Posts Tagged OIII

UHC, Oxygen III and Hydrogen Beta Filters by Astronomiks

OIII Transmission

If you own a scope 8 inches or larger then filters can make a big difference to the fine details you see in a range of non-stellar objects. They work by blocking out some wavelengths of light, while allowing full transmission of others. Depending on their type and composition, different nebulae emit light at different wavelengths and by using a filter matched to these the overall background and star brightness is reduced significantly more than the nebulae itself. While all filters cause some overall reduction in light transmission, the differential reduction of the background (especially under light polluted skys) and the transmission of the nebulae’s specific emission lines increases the relative contrast allowing the eye to see more detail than is possible without the filter.

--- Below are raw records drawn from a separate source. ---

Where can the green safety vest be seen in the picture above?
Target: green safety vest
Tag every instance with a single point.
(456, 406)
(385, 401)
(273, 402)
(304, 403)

Filters are not magic; their effect is minimal or negative for many objects because of the reduction in total light transmission. However, for some objects – especially marginal ones – the contrast increase can make it significantly easier to make out the details of an object. The Tarantula Nebula in the LMC is one of my favourites to view through a UHC or OIII filter: it reveals different and fascinating details through both. The OIII filter is also ideal for making planetary nebulae stand out from the background stars. NGC2438 in M46 is a excellent example for this.

UHC Transmission

David Knisely has done an extensive and detailed comparison of the UHC, OIII and Hb filters on almost 100 objects using a 10 inch scope. I’m not going to try and replicate this excellent analysis; instead I recommend you read the descriptions for objects you’re familiar with to get an idea of the improvement you can expect with the different filters.

Many companies make filters. Personally I have the UHC, OIII and Hb 2″ Astronomik filters mounted on a moonlight filter slide with a heater strip and temperature sensor set up to keep them dew free. The filters don’t appear to introduce a colour cast, or any other undesirable artefacts when viewing. They do however require a slight refocusing when changing between a filtered and non-filtered view.

Like many astronomy accessories filters are not cheap, so here’s my buying advice. If you’re only going to buy one filter, get a UHC. Next buy an OIII, especially if you enjoy planetary nebulae. An Hb filter is honestly an excessive luxury, but if you have a big Dob (15+ inches) and you want to be able to enjoy some very faint nebulae objects like the Horsehead it makes a noticeable improvement.